The smorgasbord of trailers also is more useful than usual because they afford us a rare look at Woo's range of work. It ain't all that easy to find many of these films - especially on DVD - so this section acts as a mini-primer for his filmography. (I have to admit I took cheap pleasure from the poorly translated English subtitles, such as when The Young Dragons professes "nothing coarse about this film - but a new horizon - so satisfying - so understanding.")

Each trailer offers text comments about the film in a menu format. Most of these statements are from Woo, but some come from the critical community as well. They don't offer a tremendous amount of information but they definitely help. Here's the list of trailers included:

The Young Dragons; Hand of Death; Princess Chang Ping; Last Hurrah For Chivalry; From Riches to Rags; A Better Tomorrow; A Better Tomorrow 2; The Killer; Bullet In the Head; Once a Thief; Hard Boiled

Additional text comments appear on the DVD. One section called "Notes on Hard Boiled" offers exactly that; an essay that discusses the film. Another piece provides an article that generally discusses Hong Kong crime films. Both are by film writer David Chute and while neither is fantastic or tremendously informative, they added to my knowledge of the subjects so they're worth a look.

Finally, more text can be found inside the DVD's booklet. An interpretive essay from film educator Barbara Scharres discusses various aspects of the film. It's short but interesting.

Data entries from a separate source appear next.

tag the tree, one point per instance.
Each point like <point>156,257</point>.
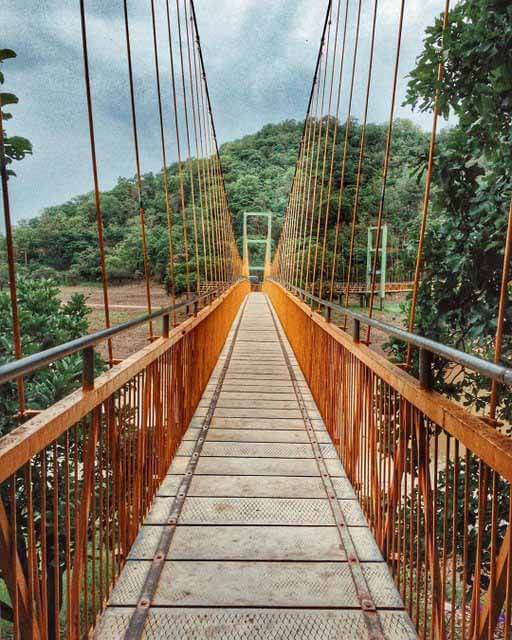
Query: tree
<point>15,147</point>
<point>463,257</point>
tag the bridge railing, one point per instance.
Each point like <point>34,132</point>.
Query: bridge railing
<point>77,480</point>
<point>433,479</point>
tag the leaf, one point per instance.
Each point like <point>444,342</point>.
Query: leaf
<point>8,98</point>
<point>6,54</point>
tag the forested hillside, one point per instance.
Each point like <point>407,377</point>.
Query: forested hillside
<point>258,168</point>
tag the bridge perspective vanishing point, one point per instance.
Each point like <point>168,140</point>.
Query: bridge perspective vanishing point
<point>258,470</point>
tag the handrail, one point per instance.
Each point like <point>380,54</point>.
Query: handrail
<point>29,364</point>
<point>488,369</point>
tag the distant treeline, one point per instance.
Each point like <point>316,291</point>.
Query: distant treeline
<point>61,242</point>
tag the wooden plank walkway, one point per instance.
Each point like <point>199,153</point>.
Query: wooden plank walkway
<point>267,522</point>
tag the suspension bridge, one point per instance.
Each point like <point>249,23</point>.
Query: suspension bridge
<point>258,470</point>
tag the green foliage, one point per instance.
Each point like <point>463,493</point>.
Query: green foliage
<point>258,173</point>
<point>45,322</point>
<point>14,147</point>
<point>458,301</point>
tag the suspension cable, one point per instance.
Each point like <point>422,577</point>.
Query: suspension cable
<point>168,208</point>
<point>178,149</point>
<point>385,169</point>
<point>137,165</point>
<point>189,148</point>
<point>346,143</point>
<point>428,185</point>
<point>335,139</point>
<point>362,149</point>
<point>97,198</point>
<point>11,267</point>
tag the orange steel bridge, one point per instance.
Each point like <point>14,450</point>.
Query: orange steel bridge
<point>255,471</point>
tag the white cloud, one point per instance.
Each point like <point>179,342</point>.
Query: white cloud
<point>260,57</point>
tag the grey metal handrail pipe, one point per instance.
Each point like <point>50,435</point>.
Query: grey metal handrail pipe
<point>488,369</point>
<point>17,368</point>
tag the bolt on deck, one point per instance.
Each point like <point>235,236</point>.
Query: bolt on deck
<point>262,533</point>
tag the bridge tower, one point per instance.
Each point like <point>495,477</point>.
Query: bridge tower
<point>249,269</point>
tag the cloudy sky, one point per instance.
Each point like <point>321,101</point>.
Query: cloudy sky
<point>260,57</point>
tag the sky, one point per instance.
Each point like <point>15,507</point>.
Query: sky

At this point in time, Criterion's edition of Hard Boiled is out of print, but copies still may be found at some local stores. If that doesn't work, there's the online auction route, which will likely cost you money above the DVD's MSRP of $39.99. Is it worth it? In my opinion, no. I wasn't wild about Hard Boiled as a film, and though this package provides some decent extras, it's not one of Criterion's better efforts; I enjoyed the supplements but they did little to embellish the experience. Both picture and sound quality are very subpar for such a recent movie. I'd expect Hard Boiled will reappear on DVD sooner than later, not through this same edition, but in some form; I'd take that chance and wait for a reissue rather than pay the rather high price for this copy.